Смейтесь, господа, ах, смейтесь на здоровье!
- Дорогой брат Георг! Аббат Гаррисбергский! Нация в долгу перед тобой. Я хочу первым выразить тебе нашу безграничную благодарность. Эхо твоей победы услышат грядущие поколения, которые придут на смену нам, твоим счастливым современникам, свидетелям этой великой минуты, достойной того, чтобы ее воспел в веках (ах!) столь же великий поэт.
- Черт подери, Ричард, я рад слышать это от тебя. Разрази меня гром, если я не думал, что ты уже подох!
Ишь чего захотел! Я перехожу (у-у-у!) на бреющий полет и открываю прицельный огонь.
О! Обратитесь в слух, люди.
- Наш отец и славные кардиналы нашего отца, бога на земле, воздадут тебе по заслугам, я уверен. Должен признать, что ты сделал карьеру и превзошел мои ожидания. Хотя больших надежд, откровенно говоря, я на тебя не возлагал. - (Эге, Георг самодовольно хихикает.) - Знаешь, что напоминает мне этот день? Время, когда самым серьезным твоим занятием было уничтожение домашней птицы и скотины. Кур, свиней, овец, индюшек, гусей.

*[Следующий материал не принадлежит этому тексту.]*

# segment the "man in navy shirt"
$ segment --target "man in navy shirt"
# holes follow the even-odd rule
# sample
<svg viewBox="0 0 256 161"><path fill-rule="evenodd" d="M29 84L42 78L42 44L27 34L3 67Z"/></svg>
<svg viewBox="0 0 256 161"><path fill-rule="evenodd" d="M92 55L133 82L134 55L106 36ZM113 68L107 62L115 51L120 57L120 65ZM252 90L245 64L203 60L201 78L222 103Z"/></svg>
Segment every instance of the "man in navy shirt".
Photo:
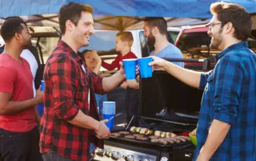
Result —
<svg viewBox="0 0 256 161"><path fill-rule="evenodd" d="M182 51L168 41L167 38L170 39L168 34L167 23L165 18L147 18L145 20L144 36L147 39L147 44L154 48L150 56L161 58L183 58ZM173 63L184 67L183 62Z"/></svg>
<svg viewBox="0 0 256 161"><path fill-rule="evenodd" d="M211 5L210 47L222 50L208 73L179 68L154 57L150 65L204 90L194 160L256 160L256 55L246 41L252 22L234 3Z"/></svg>

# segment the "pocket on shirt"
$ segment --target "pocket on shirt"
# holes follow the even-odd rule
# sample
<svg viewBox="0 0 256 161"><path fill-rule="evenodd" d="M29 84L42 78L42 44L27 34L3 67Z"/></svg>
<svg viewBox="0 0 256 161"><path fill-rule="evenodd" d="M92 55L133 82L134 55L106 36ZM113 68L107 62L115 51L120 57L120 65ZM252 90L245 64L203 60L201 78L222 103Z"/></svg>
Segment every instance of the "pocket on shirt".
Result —
<svg viewBox="0 0 256 161"><path fill-rule="evenodd" d="M205 89L208 92L214 92L214 74L210 74L207 79L207 84Z"/></svg>
<svg viewBox="0 0 256 161"><path fill-rule="evenodd" d="M76 99L82 102L87 100L89 88L89 84L85 79L79 79Z"/></svg>
<svg viewBox="0 0 256 161"><path fill-rule="evenodd" d="M83 86L83 87L86 87L86 86L88 86L88 85L89 85L89 84L88 84L88 82L86 81L86 79L83 79L83 78L79 79L78 83L79 83L79 85Z"/></svg>

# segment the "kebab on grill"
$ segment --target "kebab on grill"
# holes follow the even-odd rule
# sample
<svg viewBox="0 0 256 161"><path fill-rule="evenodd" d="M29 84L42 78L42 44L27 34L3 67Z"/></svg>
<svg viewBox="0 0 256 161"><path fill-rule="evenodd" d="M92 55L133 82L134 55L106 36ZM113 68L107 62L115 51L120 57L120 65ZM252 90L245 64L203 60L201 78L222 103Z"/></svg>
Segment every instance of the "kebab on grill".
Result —
<svg viewBox="0 0 256 161"><path fill-rule="evenodd" d="M131 135L125 135L125 138L126 138L126 139L135 139L135 136Z"/></svg>
<svg viewBox="0 0 256 161"><path fill-rule="evenodd" d="M119 132L118 133L119 133L119 134L123 134L123 135L128 135L128 134L130 134L130 132L126 132L126 131L122 131L122 132Z"/></svg>
<svg viewBox="0 0 256 161"><path fill-rule="evenodd" d="M131 127L131 128L130 128L130 132L136 132L136 127Z"/></svg>
<svg viewBox="0 0 256 161"><path fill-rule="evenodd" d="M111 133L111 136L120 136L121 134L119 134L118 132L112 132Z"/></svg>

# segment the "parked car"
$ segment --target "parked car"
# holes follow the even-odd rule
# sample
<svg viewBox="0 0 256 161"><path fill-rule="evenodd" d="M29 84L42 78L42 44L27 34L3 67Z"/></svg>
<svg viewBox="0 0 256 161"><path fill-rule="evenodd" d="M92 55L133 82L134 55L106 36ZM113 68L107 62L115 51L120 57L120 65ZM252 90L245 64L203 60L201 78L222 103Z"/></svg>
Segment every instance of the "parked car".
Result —
<svg viewBox="0 0 256 161"><path fill-rule="evenodd" d="M211 37L207 34L208 27L198 26L183 29L178 34L175 45L179 48L184 58L208 58L213 67L215 63L214 57L221 51L210 48ZM256 51L256 29L252 30L248 39L249 47ZM199 67L198 67L199 65ZM202 63L185 63L185 67L198 69Z"/></svg>
<svg viewBox="0 0 256 161"><path fill-rule="evenodd" d="M168 33L170 41L175 42L176 38L181 29L169 27ZM143 36L143 29L134 29L130 31L134 37L134 43L131 46L131 51L138 57L147 57L150 52L153 50L152 48L146 45L146 37ZM95 49L98 55L103 58L106 62L112 62L119 53L115 51L115 35L118 33L116 30L96 30L95 33L90 37L90 45L80 49L80 51L84 49ZM103 68L101 71L106 72ZM115 73L114 70L110 73Z"/></svg>

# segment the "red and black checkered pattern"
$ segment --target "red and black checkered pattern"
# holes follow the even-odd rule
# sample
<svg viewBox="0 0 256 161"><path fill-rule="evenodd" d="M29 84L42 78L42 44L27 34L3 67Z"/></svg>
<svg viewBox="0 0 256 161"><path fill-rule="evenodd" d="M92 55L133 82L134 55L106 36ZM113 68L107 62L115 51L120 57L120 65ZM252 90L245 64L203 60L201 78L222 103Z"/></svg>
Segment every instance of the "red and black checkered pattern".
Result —
<svg viewBox="0 0 256 161"><path fill-rule="evenodd" d="M89 129L68 122L79 109L98 120L94 92L103 94L102 78L82 68L84 61L62 41L50 56L44 70L44 112L41 120L40 151L54 151L74 160L87 160L90 143L102 142ZM90 93L90 110L88 93Z"/></svg>

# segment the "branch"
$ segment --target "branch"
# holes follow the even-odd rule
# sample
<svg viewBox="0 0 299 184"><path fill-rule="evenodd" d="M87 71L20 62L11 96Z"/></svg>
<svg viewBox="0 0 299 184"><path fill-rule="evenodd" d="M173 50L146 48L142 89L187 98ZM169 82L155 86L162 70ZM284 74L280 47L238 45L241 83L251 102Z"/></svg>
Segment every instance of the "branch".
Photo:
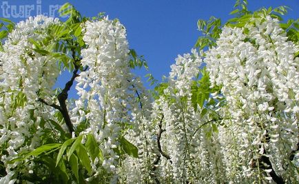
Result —
<svg viewBox="0 0 299 184"><path fill-rule="evenodd" d="M72 79L68 82L66 83L64 89L57 96L58 101L59 101L60 108L61 108L60 112L61 112L62 116L63 116L64 121L65 121L65 124L68 126L68 130L70 131L71 134L73 132L74 132L74 127L72 123L72 121L70 121L70 115L68 114L68 111L66 107L65 101L68 99L68 92L70 90L70 88L73 85L75 78L79 76L77 74L79 68L79 67L78 65L75 65L75 70L73 72Z"/></svg>
<svg viewBox="0 0 299 184"><path fill-rule="evenodd" d="M264 150L264 154L267 154L267 152L265 150ZM265 163L267 164L267 166L266 165L262 165L262 166L260 166L260 168L262 168L264 170L269 170L269 169L271 170L269 174L270 174L271 177L272 177L272 179L274 181L275 183L285 183L285 181L283 181L282 178L280 176L277 175L277 174L275 172L275 171L273 168L272 164L271 163L270 159L269 159L268 156L262 155L260 158L259 161L261 163Z"/></svg>
<svg viewBox="0 0 299 184"><path fill-rule="evenodd" d="M293 161L293 159L295 158L295 154L296 154L296 152L297 152L298 151L299 151L299 142L297 143L297 150L293 150L293 151L291 151L291 154L290 154L290 156L289 156L289 160L290 160L291 161Z"/></svg>
<svg viewBox="0 0 299 184"><path fill-rule="evenodd" d="M158 132L158 134L157 134L158 150L159 151L160 154L163 156L165 157L171 163L172 163L172 160L170 160L170 156L162 151L161 143L160 142L160 140L161 139L161 134L163 132L165 131L165 130L162 129L162 121L163 119L164 119L164 115L162 115L162 118L160 120L159 124L158 125L159 127L159 131Z"/></svg>
<svg viewBox="0 0 299 184"><path fill-rule="evenodd" d="M260 125L258 126L260 127ZM266 130L267 131L267 130ZM266 134L265 135L265 139L266 143L269 143L270 141L270 136L268 134L268 131L267 131ZM261 145L260 145L260 148L261 147ZM260 169L262 170L271 170L271 171L269 172L270 176L272 178L273 181L274 181L276 183L285 183L285 181L283 181L283 178L278 175L276 172L274 171L274 169L273 168L272 163L270 161L270 159L268 156L266 156L265 155L267 154L267 151L265 149L264 149L264 152L262 153L262 155L258 159L258 165L256 165L255 162L254 162L251 165L252 167L258 167ZM260 164L260 163L261 164Z"/></svg>
<svg viewBox="0 0 299 184"><path fill-rule="evenodd" d="M51 106L53 108L56 109L56 110L58 110L59 111L61 110L61 108L60 108L60 106L56 105L55 103L50 104L50 103L48 103L48 102L46 102L45 101L44 101L43 99L42 99L41 98L39 99L38 101L40 101L40 102L43 103L43 104L47 105L48 106Z"/></svg>
<svg viewBox="0 0 299 184"><path fill-rule="evenodd" d="M131 81L129 79L127 79L127 81L130 83ZM132 84L132 87L133 87L133 88L135 90L136 94L137 94L137 97L139 100L139 105L140 105L140 108L142 109L142 103L141 103L141 98L140 97L139 93L138 92L137 90L135 88L135 85L134 84Z"/></svg>

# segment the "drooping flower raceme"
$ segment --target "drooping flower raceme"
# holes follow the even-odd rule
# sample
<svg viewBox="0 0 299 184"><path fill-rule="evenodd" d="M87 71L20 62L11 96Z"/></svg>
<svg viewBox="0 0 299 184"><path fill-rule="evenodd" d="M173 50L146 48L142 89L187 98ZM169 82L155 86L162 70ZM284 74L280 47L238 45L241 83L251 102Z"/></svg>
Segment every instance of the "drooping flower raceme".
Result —
<svg viewBox="0 0 299 184"><path fill-rule="evenodd" d="M59 70L55 59L34 50L32 41L42 41L47 29L60 23L58 19L44 16L21 21L8 35L3 52L0 52L3 67L0 140L1 150L7 151L1 160L6 167L6 179L13 175L10 169L17 165L7 165L6 161L15 158L20 151L32 150L39 145L39 137L44 134L41 127L45 126L41 121L47 121L53 115L52 108L41 105L37 99L52 101L52 88Z"/></svg>
<svg viewBox="0 0 299 184"><path fill-rule="evenodd" d="M79 99L72 110L72 119L74 125L88 123L82 133L92 132L102 151L104 159L100 167L94 167L94 176L104 168L116 177L120 155L115 148L128 126L138 125L138 119L133 120L134 113L141 111L138 101L144 100L141 94L136 99L136 92L142 90L141 83L130 72L128 43L122 24L107 18L87 21L83 32L87 48L81 51L81 64L87 69L76 79Z"/></svg>
<svg viewBox="0 0 299 184"><path fill-rule="evenodd" d="M205 62L229 104L219 139L229 180L271 180L274 170L298 181L289 154L298 142L299 48L270 17L224 27L216 44Z"/></svg>

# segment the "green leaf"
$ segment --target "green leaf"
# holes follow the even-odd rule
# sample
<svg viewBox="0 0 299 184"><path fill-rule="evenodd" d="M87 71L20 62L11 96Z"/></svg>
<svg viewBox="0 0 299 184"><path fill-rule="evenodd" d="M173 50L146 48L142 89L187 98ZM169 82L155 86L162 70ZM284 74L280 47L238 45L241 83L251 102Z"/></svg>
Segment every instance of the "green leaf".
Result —
<svg viewBox="0 0 299 184"><path fill-rule="evenodd" d="M68 153L66 154L66 156L68 158L68 160L70 160L70 156L72 154L72 153L76 150L76 149L78 148L78 147L81 144L83 135L81 135L78 136L76 139L76 141L74 142L74 143L72 145L70 150L68 150Z"/></svg>
<svg viewBox="0 0 299 184"><path fill-rule="evenodd" d="M90 157L88 156L86 148L83 144L81 144L81 142L76 145L76 152L77 154L78 159L80 160L80 162L90 175L92 174L92 166L90 165Z"/></svg>
<svg viewBox="0 0 299 184"><path fill-rule="evenodd" d="M6 37L8 34L8 32L7 30L1 30L0 31L0 39L2 39Z"/></svg>
<svg viewBox="0 0 299 184"><path fill-rule="evenodd" d="M33 48L33 50L37 52L37 53L41 54L42 56L46 56L50 54L50 52L43 49L37 49L37 48Z"/></svg>
<svg viewBox="0 0 299 184"><path fill-rule="evenodd" d="M71 8L70 7L73 7L73 6L70 3L65 3L63 6L61 6L61 7L59 8L58 12L64 12L64 11Z"/></svg>
<svg viewBox="0 0 299 184"><path fill-rule="evenodd" d="M70 177L68 176L68 172L66 172L65 164L64 163L63 160L60 161L58 166L60 169L59 175L61 176L63 183L68 183Z"/></svg>
<svg viewBox="0 0 299 184"><path fill-rule="evenodd" d="M234 11L231 11L229 14L234 14L239 12L239 9L236 9Z"/></svg>
<svg viewBox="0 0 299 184"><path fill-rule="evenodd" d="M0 20L3 21L4 22L14 24L14 25L15 24L13 21L10 21L10 19L6 19L6 18L0 18Z"/></svg>
<svg viewBox="0 0 299 184"><path fill-rule="evenodd" d="M78 37L81 34L81 32L82 32L82 28L79 25L76 28L76 31L74 32L74 35Z"/></svg>
<svg viewBox="0 0 299 184"><path fill-rule="evenodd" d="M218 127L215 123L212 124L212 127L214 132L218 132Z"/></svg>
<svg viewBox="0 0 299 184"><path fill-rule="evenodd" d="M201 110L200 116L203 117L207 114L207 109L204 108Z"/></svg>
<svg viewBox="0 0 299 184"><path fill-rule="evenodd" d="M63 144L61 145L61 147L60 148L59 152L58 153L57 155L57 159L56 161L56 166L57 166L58 163L59 163L60 159L63 155L63 153L65 151L66 147L69 146L73 141L74 141L73 139L69 139L65 142L64 142Z"/></svg>
<svg viewBox="0 0 299 184"><path fill-rule="evenodd" d="M39 147L34 150L29 152L25 157L28 158L30 156L38 156L44 152L50 151L61 145L61 143L50 143L50 144L43 145L42 146Z"/></svg>
<svg viewBox="0 0 299 184"><path fill-rule="evenodd" d="M87 150L88 153L92 157L92 161L99 156L100 153L100 149L99 148L99 145L94 139L94 135L89 134L87 135L87 141L85 143L85 147Z"/></svg>
<svg viewBox="0 0 299 184"><path fill-rule="evenodd" d="M134 158L138 158L138 148L129 142L125 137L122 136L119 140L121 147L125 153Z"/></svg>
<svg viewBox="0 0 299 184"><path fill-rule="evenodd" d="M65 132L64 132L63 129L61 127L61 126L58 123L56 123L56 121L54 121L52 119L49 119L48 121L50 121L50 123L51 123L51 124L52 125L54 125L54 127L55 127L56 130L59 131L61 136L61 138L65 137Z"/></svg>
<svg viewBox="0 0 299 184"><path fill-rule="evenodd" d="M77 183L79 183L79 174L78 167L78 157L74 154L72 154L70 157L70 165L72 168L72 171L73 172L74 175L77 180Z"/></svg>
<svg viewBox="0 0 299 184"><path fill-rule="evenodd" d="M32 38L29 38L29 39L28 39L28 41L30 43L32 43L32 44L36 47L37 49L39 49L39 48L41 48L41 45L39 45L39 43L37 43L37 41L36 41L34 40L33 39L32 39Z"/></svg>

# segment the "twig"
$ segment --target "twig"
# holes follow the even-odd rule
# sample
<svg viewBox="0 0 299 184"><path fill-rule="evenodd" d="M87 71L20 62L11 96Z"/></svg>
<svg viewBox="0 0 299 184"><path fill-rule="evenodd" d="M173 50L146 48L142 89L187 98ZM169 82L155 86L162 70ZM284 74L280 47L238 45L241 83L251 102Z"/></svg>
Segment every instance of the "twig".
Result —
<svg viewBox="0 0 299 184"><path fill-rule="evenodd" d="M131 81L129 79L127 79L127 81L130 83ZM142 103L141 103L141 98L139 95L139 93L138 92L138 90L136 89L135 85L134 84L132 84L132 87L133 87L133 88L134 89L134 91L136 92L136 94L137 94L137 97L139 100L139 105L140 105L140 108L142 109Z"/></svg>
<svg viewBox="0 0 299 184"><path fill-rule="evenodd" d="M76 77L79 76L77 74L79 70L79 66L75 65L75 70L73 72L73 74L72 76L72 79L66 83L64 89L62 90L62 92L58 95L58 101L59 101L60 104L60 112L62 114L62 116L63 116L64 121L65 121L65 124L68 126L68 130L70 131L70 133L72 134L74 130L74 127L72 123L72 121L70 121L70 116L68 114L68 108L66 107L65 101L68 99L68 92L70 90L70 88L74 83L74 81Z"/></svg>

Георг зажмуривается, отдаваясь приятным воспоминаниям.
- Разрази меня гром, если я не перебил всю живность! - Он заливается неудержимым (гомерическим?) смехом. - Помаленьку.
У, живодер! Я даю аудитории успокоиться.
- Еще вчера ты не умел звонить по телефону - в цифрах путался. А, Георг?
- Подумаешь! Разрази меня гром, если я и сегодня не путаю шестерку с девяткой!
- Зато ты умеешь нажимать кнопку: нажал - и ракета летит.
- Йес, это точно, разрази меня гром!
О, обратитесь в слух! Слушайте, люди или друзья (как вас там?), ибо вам предстоит оценивать мои дела (о-о!), о которых я подробно рассказываю в этой книге.
В книге?
- Хорошо бы и впредь были войны, дабы ты, Георг, лишний раз имел возможность показать, на что способен. Войны, которые под силу выиграть даже ребенку. Одному из наших цветущих, розовощеких малышей. Войны во имя прогресса и мира, а других мы и не ведем. - (Эге. Эгеге.) - Я прилюдно (открыто - о!) восхищаюсь тобой и завидую тебе. И не потому, что это твой триумф, что тебя чествуют и венчают славой. На нее я не претендую, она всецело твоя, лавры меня не волнуют - суета сует. - (Э. Эге. Эгеге.) - Я, Ричард, охотно бы поменялся с Георгом ради всей той власти, которая у него в руках и которой он мог бы воспользоваться, если б только захотел. Да что я говорю, власти - могущества, дарованного свыше и сравнимого лишь с могуществом нашего отца, великого папы Эдуарда.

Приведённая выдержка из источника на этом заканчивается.